Se cuenta que esta leyenda urbana ocurrió una noche en Madrid. La foto la hice esta tarde, al volver del trabajo en un momento en que entre paradas el tren se quedó vacío y sólo yo dentro de él, y fue entonces cuando recorde esta historia que aquí he contado.

martes, 11 de diciembre de 2007

Cena de empresa y tácticas de socialización

A mí el tema este de la integración y socialización con los demás como que nunca se me ha dado muy bien... tampoco he ido de solitario por la vida, pero con la gente que no conozco de nada intento mantener una distancia prudente. No levanto barreras ni me escondo detrás de mi mochila, es más, estoy abierto a dialogar, pero lo cierto es que no me siento cómodo en determinados ambientes, y soy de los que siempre ha pensado que forzar las situaciones nunca da buen resultado. Quizás este es uno de los motivos por los que he declinado la oferta de asistir a la cena de empresa de mi oficina (que por otro lado era bastante apetitosa, una cena en un restaurante que cobra 45 € por menú... gallego, para más inri), o por los que paso de hacer amigos en aquellos sitios donde la gente se mata por arrejuntarse (véase trabajos pestiño tipo el mío, clases aburridas en la facultad donde la gente se desespera por conseguir apuntes DE QUIEN SEA o viajes organizados). Prefiero frustrar cualquier táctica de socialización hacia mi persona y que si la amistad surge que sea por otros medios, pero no por hacer amigos a toda costa.

lunes, 10 de diciembre de 2007

Pros y contras de un trabajo bien (?) pagado

Alguna vez he pensado que mis estudios de doctorado los enfoqué más bien como una extensión de mi vida universitaria y como una forma de eludir las responsabilidades típicas de la vida adulta: la de encontrar trabajo. He intentado estirar esto pidiendo becas y demás, pero visto que la cosa no ha cuajado (por ahora), hace unas semanas me decidí a buscar trabajo, y al día después de comenzar mi búsqueda lo encontré. El trabajo no está mal del todo, está en el centro, en una oficina, utilizo mis estudios de filología para algo, y la gente que trabaja también allí es maja y agradable. El sueldo no está del todo mal (para los tiempos que corren), pero lo cierto es que me aburro soberanamente. Además mi tiempo libre se ha visto drásticamente reducido, con lo que he tenido que abandonar las clases en la escuela de idiomas y dar de lado prácticamente la redacción del proyecto de investigación (¡no alarmarse! estoy en negociación conmigo mismo de retomarlo as soon as possible, o en cuanto me recupere del jet lag que me produce levantarme a las 6:30 todas las mañanas).

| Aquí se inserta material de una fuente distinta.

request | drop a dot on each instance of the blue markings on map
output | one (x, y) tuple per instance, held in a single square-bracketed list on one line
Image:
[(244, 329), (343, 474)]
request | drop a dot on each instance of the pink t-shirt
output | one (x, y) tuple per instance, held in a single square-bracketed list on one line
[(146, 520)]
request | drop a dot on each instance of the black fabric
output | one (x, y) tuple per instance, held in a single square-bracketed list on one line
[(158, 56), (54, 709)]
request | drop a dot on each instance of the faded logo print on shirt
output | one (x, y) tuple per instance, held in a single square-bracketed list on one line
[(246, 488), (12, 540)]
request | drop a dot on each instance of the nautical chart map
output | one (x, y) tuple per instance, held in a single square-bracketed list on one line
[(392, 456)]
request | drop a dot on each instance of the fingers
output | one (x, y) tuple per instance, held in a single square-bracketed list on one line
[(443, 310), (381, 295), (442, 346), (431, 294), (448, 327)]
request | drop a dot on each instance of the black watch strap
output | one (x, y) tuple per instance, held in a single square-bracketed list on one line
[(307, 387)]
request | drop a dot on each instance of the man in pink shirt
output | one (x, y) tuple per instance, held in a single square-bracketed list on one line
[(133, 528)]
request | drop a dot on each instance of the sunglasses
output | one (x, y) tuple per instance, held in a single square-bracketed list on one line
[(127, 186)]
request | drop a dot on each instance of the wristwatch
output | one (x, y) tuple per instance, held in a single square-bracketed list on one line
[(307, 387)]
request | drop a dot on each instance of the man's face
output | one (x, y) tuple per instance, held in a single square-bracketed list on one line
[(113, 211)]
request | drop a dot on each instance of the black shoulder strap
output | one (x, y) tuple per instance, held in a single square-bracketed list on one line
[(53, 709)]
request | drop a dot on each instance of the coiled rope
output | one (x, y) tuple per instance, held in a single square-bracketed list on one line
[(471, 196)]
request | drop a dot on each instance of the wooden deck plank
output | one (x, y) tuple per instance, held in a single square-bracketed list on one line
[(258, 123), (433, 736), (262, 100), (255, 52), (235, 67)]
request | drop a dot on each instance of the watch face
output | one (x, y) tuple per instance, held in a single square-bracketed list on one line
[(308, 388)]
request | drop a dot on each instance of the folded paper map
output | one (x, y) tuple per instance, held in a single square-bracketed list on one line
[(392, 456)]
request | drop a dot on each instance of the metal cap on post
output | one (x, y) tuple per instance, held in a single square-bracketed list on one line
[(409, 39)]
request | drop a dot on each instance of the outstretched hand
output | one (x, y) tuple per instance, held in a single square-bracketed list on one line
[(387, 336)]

Para ir al trabajo además tengo que ir disfrazado: de hombre serio, con traje y corbata. ¡Yo, que en mi vida me había puesto un traje hasta el día en que se casó mi hermana! Así que tan pronto llego a casa me enfundo mis vaqueros, camisetas, sudaderas y me pongo las converse, para no sentirme raro del todo o para sentir que no me pierdo a mi mismo por pasar la mayor parte del día de semejante guisa.